Hastings International and Comparative Law Review


Eunice Lee


Since the division of the Korean peninsula into two countries, North and South Korea, the peninsula has been in the public eye primarily because of North Korea's nuclear program. Scholars have addressed ways to denuclearize the Korean peninsula, but to this day, North Korea remains a nuclear state. As North Korea continues to be isolated from the outside world, mystery surrounds the manner in which its government behaves. Should the U.S. respond to North Korea's perceived nuclear threat with force, or should diplomacy be used to achieve peace? Given the complexity of the nuclear dilemma, there is no simple solution to resolve the nuclear threat. To understand how to resolve the threat, it is crucial to account for the multi-layered factors leading to the present situation. Underneath North Korea's nuclear threat lies the issue of peace and security on the Korean peninsula.

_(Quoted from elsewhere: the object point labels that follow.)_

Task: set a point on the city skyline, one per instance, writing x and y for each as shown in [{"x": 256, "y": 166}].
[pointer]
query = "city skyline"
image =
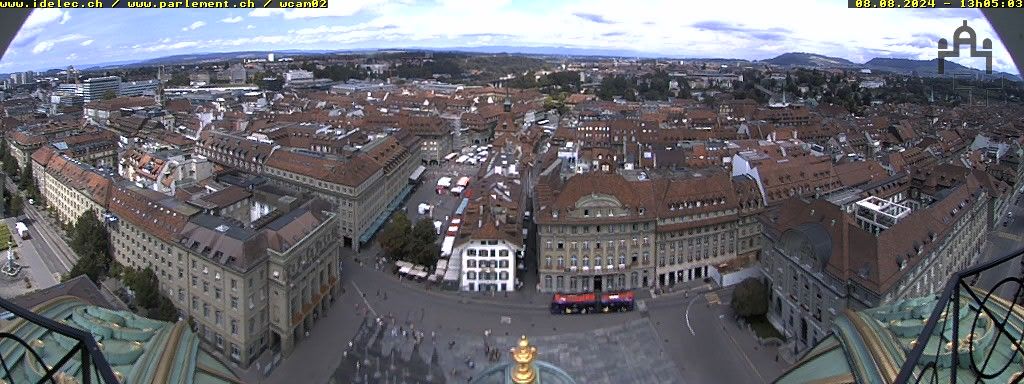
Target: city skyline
[{"x": 55, "y": 38}]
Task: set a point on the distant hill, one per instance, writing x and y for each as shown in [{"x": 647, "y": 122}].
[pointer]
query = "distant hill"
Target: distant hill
[
  {"x": 811, "y": 60},
  {"x": 928, "y": 68}
]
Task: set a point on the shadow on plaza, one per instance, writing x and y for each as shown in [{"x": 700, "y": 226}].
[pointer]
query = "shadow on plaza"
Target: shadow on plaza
[{"x": 379, "y": 353}]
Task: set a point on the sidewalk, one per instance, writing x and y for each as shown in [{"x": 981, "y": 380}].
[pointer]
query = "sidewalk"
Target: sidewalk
[{"x": 526, "y": 298}]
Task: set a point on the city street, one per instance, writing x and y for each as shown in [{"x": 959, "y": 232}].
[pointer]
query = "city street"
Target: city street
[
  {"x": 34, "y": 265},
  {"x": 53, "y": 249},
  {"x": 727, "y": 354}
]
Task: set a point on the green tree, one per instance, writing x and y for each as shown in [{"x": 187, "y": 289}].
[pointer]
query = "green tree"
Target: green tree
[
  {"x": 165, "y": 310},
  {"x": 27, "y": 182},
  {"x": 90, "y": 265},
  {"x": 750, "y": 298},
  {"x": 394, "y": 238},
  {"x": 14, "y": 205},
  {"x": 148, "y": 300},
  {"x": 145, "y": 286}
]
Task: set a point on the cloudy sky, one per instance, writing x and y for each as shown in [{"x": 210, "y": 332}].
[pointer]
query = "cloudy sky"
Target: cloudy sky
[{"x": 735, "y": 29}]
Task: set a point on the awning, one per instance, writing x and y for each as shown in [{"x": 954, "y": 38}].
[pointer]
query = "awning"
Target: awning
[{"x": 417, "y": 173}]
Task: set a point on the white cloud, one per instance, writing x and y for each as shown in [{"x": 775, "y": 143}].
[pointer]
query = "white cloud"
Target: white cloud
[
  {"x": 194, "y": 26},
  {"x": 165, "y": 46},
  {"x": 46, "y": 45},
  {"x": 43, "y": 16}
]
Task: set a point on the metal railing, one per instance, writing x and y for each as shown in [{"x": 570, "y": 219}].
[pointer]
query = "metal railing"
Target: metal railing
[
  {"x": 948, "y": 350},
  {"x": 84, "y": 352}
]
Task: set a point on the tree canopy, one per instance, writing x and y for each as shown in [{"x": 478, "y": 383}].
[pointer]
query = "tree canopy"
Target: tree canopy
[
  {"x": 148, "y": 299},
  {"x": 402, "y": 241},
  {"x": 90, "y": 241}
]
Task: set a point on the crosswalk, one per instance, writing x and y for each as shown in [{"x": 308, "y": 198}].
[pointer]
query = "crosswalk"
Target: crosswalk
[
  {"x": 713, "y": 298},
  {"x": 1011, "y": 237}
]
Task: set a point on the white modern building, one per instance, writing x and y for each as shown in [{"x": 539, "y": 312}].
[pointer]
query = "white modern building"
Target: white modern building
[
  {"x": 488, "y": 264},
  {"x": 92, "y": 89},
  {"x": 138, "y": 88},
  {"x": 294, "y": 75}
]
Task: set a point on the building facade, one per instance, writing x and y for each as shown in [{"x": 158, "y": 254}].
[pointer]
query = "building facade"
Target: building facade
[
  {"x": 596, "y": 232},
  {"x": 220, "y": 274}
]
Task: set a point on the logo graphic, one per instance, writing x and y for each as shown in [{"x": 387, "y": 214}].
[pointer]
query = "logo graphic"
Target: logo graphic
[{"x": 971, "y": 39}]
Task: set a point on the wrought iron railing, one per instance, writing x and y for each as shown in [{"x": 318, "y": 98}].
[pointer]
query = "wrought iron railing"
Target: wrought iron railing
[
  {"x": 974, "y": 332},
  {"x": 83, "y": 363}
]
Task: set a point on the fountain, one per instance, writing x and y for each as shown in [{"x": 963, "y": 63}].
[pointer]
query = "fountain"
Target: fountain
[{"x": 10, "y": 268}]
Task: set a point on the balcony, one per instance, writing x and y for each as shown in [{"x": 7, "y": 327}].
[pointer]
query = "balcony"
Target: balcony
[{"x": 83, "y": 363}]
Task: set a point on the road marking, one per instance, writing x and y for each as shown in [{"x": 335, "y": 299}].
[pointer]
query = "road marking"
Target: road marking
[
  {"x": 358, "y": 291},
  {"x": 688, "y": 314},
  {"x": 713, "y": 298},
  {"x": 1012, "y": 237},
  {"x": 40, "y": 226}
]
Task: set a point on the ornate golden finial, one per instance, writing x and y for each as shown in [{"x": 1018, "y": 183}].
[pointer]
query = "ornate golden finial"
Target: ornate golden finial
[
  {"x": 62, "y": 378},
  {"x": 523, "y": 356}
]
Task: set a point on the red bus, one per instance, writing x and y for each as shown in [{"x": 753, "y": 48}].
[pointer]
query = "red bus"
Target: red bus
[
  {"x": 573, "y": 303},
  {"x": 590, "y": 303}
]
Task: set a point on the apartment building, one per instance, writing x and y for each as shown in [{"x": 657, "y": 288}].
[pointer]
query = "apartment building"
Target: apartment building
[
  {"x": 248, "y": 287},
  {"x": 596, "y": 232},
  {"x": 366, "y": 185},
  {"x": 701, "y": 222},
  {"x": 71, "y": 187},
  {"x": 24, "y": 140},
  {"x": 820, "y": 260},
  {"x": 232, "y": 151}
]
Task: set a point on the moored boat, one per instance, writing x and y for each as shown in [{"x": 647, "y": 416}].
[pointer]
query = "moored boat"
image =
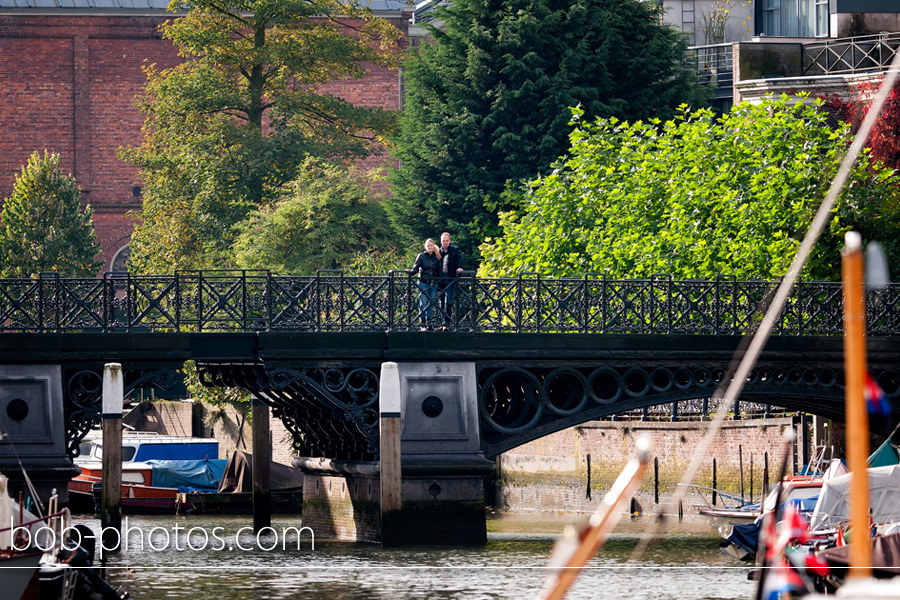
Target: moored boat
[{"x": 147, "y": 461}]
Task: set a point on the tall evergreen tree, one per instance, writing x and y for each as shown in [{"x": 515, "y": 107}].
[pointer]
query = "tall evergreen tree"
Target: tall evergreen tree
[
  {"x": 487, "y": 100},
  {"x": 44, "y": 227}
]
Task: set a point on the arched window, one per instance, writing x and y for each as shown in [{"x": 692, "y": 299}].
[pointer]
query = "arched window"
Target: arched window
[{"x": 120, "y": 259}]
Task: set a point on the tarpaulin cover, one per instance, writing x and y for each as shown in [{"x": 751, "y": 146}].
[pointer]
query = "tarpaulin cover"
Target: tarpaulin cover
[
  {"x": 238, "y": 475},
  {"x": 188, "y": 475},
  {"x": 184, "y": 450},
  {"x": 884, "y": 456},
  {"x": 884, "y": 498},
  {"x": 745, "y": 535},
  {"x": 885, "y": 555}
]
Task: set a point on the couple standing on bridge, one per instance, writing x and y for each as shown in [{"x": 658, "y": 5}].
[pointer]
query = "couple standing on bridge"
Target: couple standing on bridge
[{"x": 438, "y": 267}]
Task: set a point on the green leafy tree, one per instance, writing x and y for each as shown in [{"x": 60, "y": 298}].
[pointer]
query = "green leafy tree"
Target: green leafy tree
[
  {"x": 43, "y": 226},
  {"x": 488, "y": 100},
  {"x": 227, "y": 128},
  {"x": 695, "y": 197},
  {"x": 325, "y": 220}
]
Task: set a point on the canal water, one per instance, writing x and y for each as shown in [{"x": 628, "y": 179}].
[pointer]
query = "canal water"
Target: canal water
[{"x": 219, "y": 558}]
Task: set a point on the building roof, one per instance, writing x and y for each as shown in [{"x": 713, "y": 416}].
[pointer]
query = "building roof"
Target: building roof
[{"x": 377, "y": 6}]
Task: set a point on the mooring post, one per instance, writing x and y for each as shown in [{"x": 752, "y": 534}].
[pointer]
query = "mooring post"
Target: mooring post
[
  {"x": 588, "y": 458},
  {"x": 262, "y": 465},
  {"x": 111, "y": 495},
  {"x": 389, "y": 455}
]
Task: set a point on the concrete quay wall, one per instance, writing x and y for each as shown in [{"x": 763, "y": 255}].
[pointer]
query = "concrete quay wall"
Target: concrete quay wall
[{"x": 551, "y": 474}]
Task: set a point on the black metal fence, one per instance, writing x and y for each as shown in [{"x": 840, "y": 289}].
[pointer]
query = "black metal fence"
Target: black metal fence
[
  {"x": 713, "y": 64},
  {"x": 239, "y": 301}
]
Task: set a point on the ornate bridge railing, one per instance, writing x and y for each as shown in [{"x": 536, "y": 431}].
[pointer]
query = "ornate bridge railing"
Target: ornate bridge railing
[
  {"x": 850, "y": 55},
  {"x": 247, "y": 301}
]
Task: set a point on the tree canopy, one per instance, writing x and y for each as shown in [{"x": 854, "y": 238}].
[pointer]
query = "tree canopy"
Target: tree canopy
[
  {"x": 487, "y": 100},
  {"x": 695, "y": 197},
  {"x": 43, "y": 226},
  {"x": 230, "y": 126},
  {"x": 324, "y": 220}
]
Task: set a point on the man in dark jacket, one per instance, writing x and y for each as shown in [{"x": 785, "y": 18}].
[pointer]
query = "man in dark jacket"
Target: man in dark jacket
[{"x": 451, "y": 267}]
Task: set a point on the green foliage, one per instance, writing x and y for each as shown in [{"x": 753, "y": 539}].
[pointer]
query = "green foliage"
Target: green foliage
[
  {"x": 325, "y": 220},
  {"x": 695, "y": 197},
  {"x": 216, "y": 396},
  {"x": 44, "y": 227},
  {"x": 377, "y": 262},
  {"x": 226, "y": 129},
  {"x": 488, "y": 101}
]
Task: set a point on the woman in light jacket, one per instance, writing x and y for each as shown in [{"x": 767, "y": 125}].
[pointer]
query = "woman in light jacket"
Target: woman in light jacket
[{"x": 428, "y": 266}]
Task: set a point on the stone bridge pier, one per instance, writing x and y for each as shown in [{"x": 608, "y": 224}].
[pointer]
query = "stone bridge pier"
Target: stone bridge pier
[{"x": 443, "y": 468}]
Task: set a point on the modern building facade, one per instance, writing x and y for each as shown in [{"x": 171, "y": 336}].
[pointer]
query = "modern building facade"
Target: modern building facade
[{"x": 717, "y": 21}]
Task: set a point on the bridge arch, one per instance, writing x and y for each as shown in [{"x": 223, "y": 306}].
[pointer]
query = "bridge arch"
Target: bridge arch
[{"x": 520, "y": 404}]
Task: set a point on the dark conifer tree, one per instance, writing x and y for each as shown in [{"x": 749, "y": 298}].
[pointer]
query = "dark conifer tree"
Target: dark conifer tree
[
  {"x": 43, "y": 226},
  {"x": 488, "y": 96}
]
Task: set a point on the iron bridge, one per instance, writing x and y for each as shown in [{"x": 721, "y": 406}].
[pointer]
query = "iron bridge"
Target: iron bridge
[{"x": 549, "y": 353}]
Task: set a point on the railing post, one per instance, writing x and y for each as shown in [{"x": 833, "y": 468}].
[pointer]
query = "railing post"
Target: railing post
[
  {"x": 318, "y": 302},
  {"x": 268, "y": 306},
  {"x": 341, "y": 298},
  {"x": 585, "y": 303},
  {"x": 243, "y": 300},
  {"x": 390, "y": 319},
  {"x": 199, "y": 294},
  {"x": 518, "y": 312}
]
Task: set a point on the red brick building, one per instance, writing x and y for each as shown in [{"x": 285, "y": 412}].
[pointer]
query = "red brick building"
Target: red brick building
[{"x": 69, "y": 70}]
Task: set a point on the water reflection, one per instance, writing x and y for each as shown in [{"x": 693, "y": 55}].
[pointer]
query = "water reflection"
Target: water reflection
[{"x": 173, "y": 563}]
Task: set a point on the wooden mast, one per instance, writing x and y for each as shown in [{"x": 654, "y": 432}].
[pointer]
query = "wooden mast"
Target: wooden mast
[{"x": 857, "y": 418}]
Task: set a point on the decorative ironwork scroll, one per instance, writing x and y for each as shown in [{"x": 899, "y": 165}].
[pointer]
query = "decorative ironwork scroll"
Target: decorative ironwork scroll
[
  {"x": 84, "y": 392},
  {"x": 330, "y": 412}
]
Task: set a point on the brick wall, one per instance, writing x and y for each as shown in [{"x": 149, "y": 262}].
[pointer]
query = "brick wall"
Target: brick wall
[
  {"x": 550, "y": 474},
  {"x": 67, "y": 83},
  {"x": 343, "y": 507}
]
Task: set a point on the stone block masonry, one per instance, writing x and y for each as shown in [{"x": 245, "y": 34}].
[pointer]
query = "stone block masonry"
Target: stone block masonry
[
  {"x": 550, "y": 474},
  {"x": 67, "y": 85}
]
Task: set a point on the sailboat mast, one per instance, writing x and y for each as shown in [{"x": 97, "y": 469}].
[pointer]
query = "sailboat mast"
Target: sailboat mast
[{"x": 856, "y": 416}]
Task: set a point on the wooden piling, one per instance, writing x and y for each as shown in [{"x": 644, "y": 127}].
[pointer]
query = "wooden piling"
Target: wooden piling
[
  {"x": 111, "y": 419},
  {"x": 262, "y": 465},
  {"x": 389, "y": 456}
]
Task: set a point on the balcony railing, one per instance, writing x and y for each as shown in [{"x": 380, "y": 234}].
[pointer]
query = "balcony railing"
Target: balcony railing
[
  {"x": 850, "y": 55},
  {"x": 332, "y": 302},
  {"x": 713, "y": 64}
]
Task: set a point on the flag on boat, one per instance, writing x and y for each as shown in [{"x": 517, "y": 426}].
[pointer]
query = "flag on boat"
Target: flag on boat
[
  {"x": 783, "y": 577},
  {"x": 876, "y": 400}
]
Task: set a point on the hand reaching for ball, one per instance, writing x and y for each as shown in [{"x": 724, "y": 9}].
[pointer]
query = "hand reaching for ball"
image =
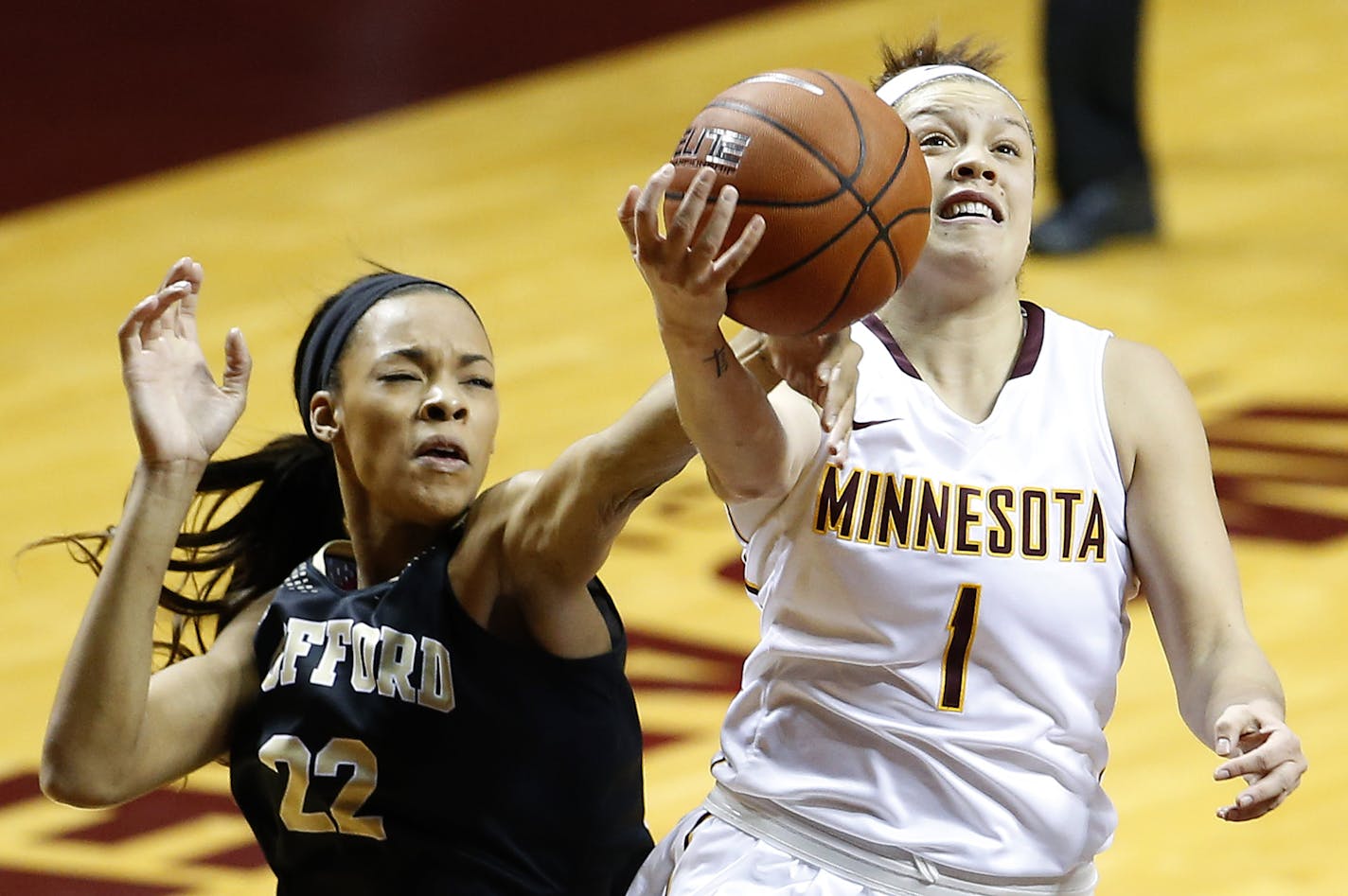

With peace and security at stake, it is interesting that reunification of the two Koreas has not played a prominent role in discussions of denuclearization. Thus, a dialogue on inter-Korean relations helps to shed light on the motivations behind nuclear proliferation on the Korean peninsula, and is important to the pursuit of a unified, denuclearized Korean peninsula. With the complex nature of North Korea's nuclear threat, international efforts to denuclearize the peninsula have fallen short of absolute denuclearization. This note strives to illustrate that denuclearization and reunification of the Korean peninsula are not mutually exclusive issues, and a potential way to bring peace and security to the peninsula is to address both denuclearization and reunification in an interconnected manner by means of a treaty among the key players to the conflict - the U.S., North Korea, and South Korea.